Warum reitest Du?

Diese Frage hat mir eine meiner Schülerinnen vor kurzem gestellt. Nicht ganz so auf mich bezogen, sondern allgemeiner: Was sind die Motive, die uns zum Reiten bewegen? Warum ist es unser Hobby? Geld verdienen die meisten damit ja nicht. Im Gegenteil, sie geben es aus. In ziemlichen Mengen ?, wie wir Reiter wissen.

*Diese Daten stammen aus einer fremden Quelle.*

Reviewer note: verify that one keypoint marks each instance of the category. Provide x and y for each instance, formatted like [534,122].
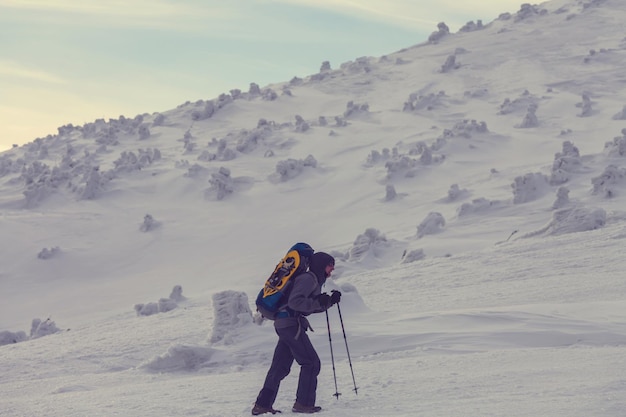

Ich auf jeden Fall habe mir diese „Warum -Frage“ immer wieder mal gestellt: Warum um alles in der Welt mache ich das? Warum gehe ich abends, wenn die Kinder endlich schlafen, reiten anstatt mich gemütlich auf die Couch zu setzen? Wieso quäle ich mich im Winter bei -20 Grad in den Stall, um dann dort nur Schritt reiten zu können, weil nach den 10 Minuten Schritt meine Zehen und Finger trotz 2 Paar Handschuhen so steif sind, dass an antraben gar nicht zu denken ist? Warum fände ich Urlaub mit Pferd eine tolle Sache, auch wenn ich dann wegen des Pferdeanhängers eine maximale Reisegeschwindigkeit von 100 km/h hätte?

Sicher kannst auch Du diese Liste endlos mit Beispielen füllen. Beispiele bei denen jeder mit „gesundem Menschenverstand“ den Kopf schüttelt und fragt: Warum um alles in der Welt machst Du das???

Auf der einen Seite bin ich fest der Meinung, dass man nicht immer alles rational begründen können muss. Daher an dieser Stelle einfach mal die Gegenfrage: wie sinnvoll ist es, wenn 22 erwachsene Männer über 90 Minuten einem Ball hinterherjagen? Was findet das Nachbarskind am Klavierspielen so toll, dass es täglich freiwillig übt? Wieso werden Menschen freiwillig Stadtführer, um dann in ihrer Freizeit Touristengruppen zu den Sehenswürdigkeiten der Stadt zu begleiten? Du siehst, auch diese Liste ließe sich endlos fortsetzen.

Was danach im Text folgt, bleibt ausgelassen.